While the terms multivariate and multiple are sometimes confused, in regression, those who make a distinction tend to call many outputs multivariate and many inputs multiple. LinearModelFit does univariate multiple regression, but not multivariate regression.

Here is the example from the U.Va. site I linked in a comment:

amiData = Import["http://static.lib.virginia.edu/statlab/materials/data/ami_data.DAT"]


Each row consists of values for the variables

{TOT, AMI, GEN, AMT, PR, DIAP, QRS}


The problem is to analyze the linear relationship between the response {TOT, AMI} and predictors {GEN, AMT, PR, DIAP, QRS}. The underlying model consists of two linear equations, which are the same whether doing univariate and multivariate analysis. Thus they can be obtained from separate calls to LinearModelFit:

(* individual univariate regressions *)
vars = {GEN, AMT, PR, DIAP, QRS};
totLM = LinearModelFit[amiData[[All, {3, 4, 5, 6, 7, 1}]], vars, vars]
amiLM = LinearModelFit[amiData[[All, {3, 4, 5, 6, 7, 2}]], vars, vars]

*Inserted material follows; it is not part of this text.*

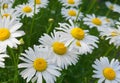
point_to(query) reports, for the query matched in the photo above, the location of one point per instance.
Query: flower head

The coefficients of the linear model may be obtained from each of these linear models or in a multivariate way via LeastSquares[]:

{totLM["BestFitParameters"], amiLM["BestFitParameters"]} // Transpose
LeastSquares[  (* multivariate approach to the regression equation *)
PadLeft[N@amiData[[All, {3, 4, 5, 6, 7}]], {Automatic, 6}, 1.],
amiData[[All, {1, 2}]]
]
(*
{{-2879.48, -2728.71}, {675.651, 763.03}, {0.284851,
0.306373}, {10.2721, 8.8962}, {7.25117, 7.20556}, {7.59824, 4.98705}}

{{-2879.48, -2728.71}, {675.651, 763.03}, {0.284851,
0.306373}, {10.2721, 8.8962}, {7.25117, 7.20556}, {7.59824, 4.98705}}
*)


So far, so good. If that's all you want, then you can use separate calls to LinearModelFit to do independent univariate multiple regressions.

However, if you want to use Multivariate ANOVA (MANOVA) to compare variables across models, then I think there is no support for that. The ANOVA package does not seem to handle MANOVA nor does LinearModelFit. However, this Wikipedia article indicates that Mathematica can handle MANOVA. Perhaps they mean if you write the code yourself. This Community discussion is about the OP's question, but I don't think it really addresses MANOVA.

You can use RLink to call R. The car package contains the Manova command. I had to follow the protocol here to get Mathematica and R to play nicely together on my Mac. I was able to go through the U.Va. example, but the R output is translated back into Mathematica with lots of inconvenient RObject[..] wrappers. To parse it, I had to look simultaneously at R, which knows how to interpret the data structure and displays it in tables with meaningful headers. Somewhat of a headache. If I really needed to do this a lot, I'd write my own Mathematica functions.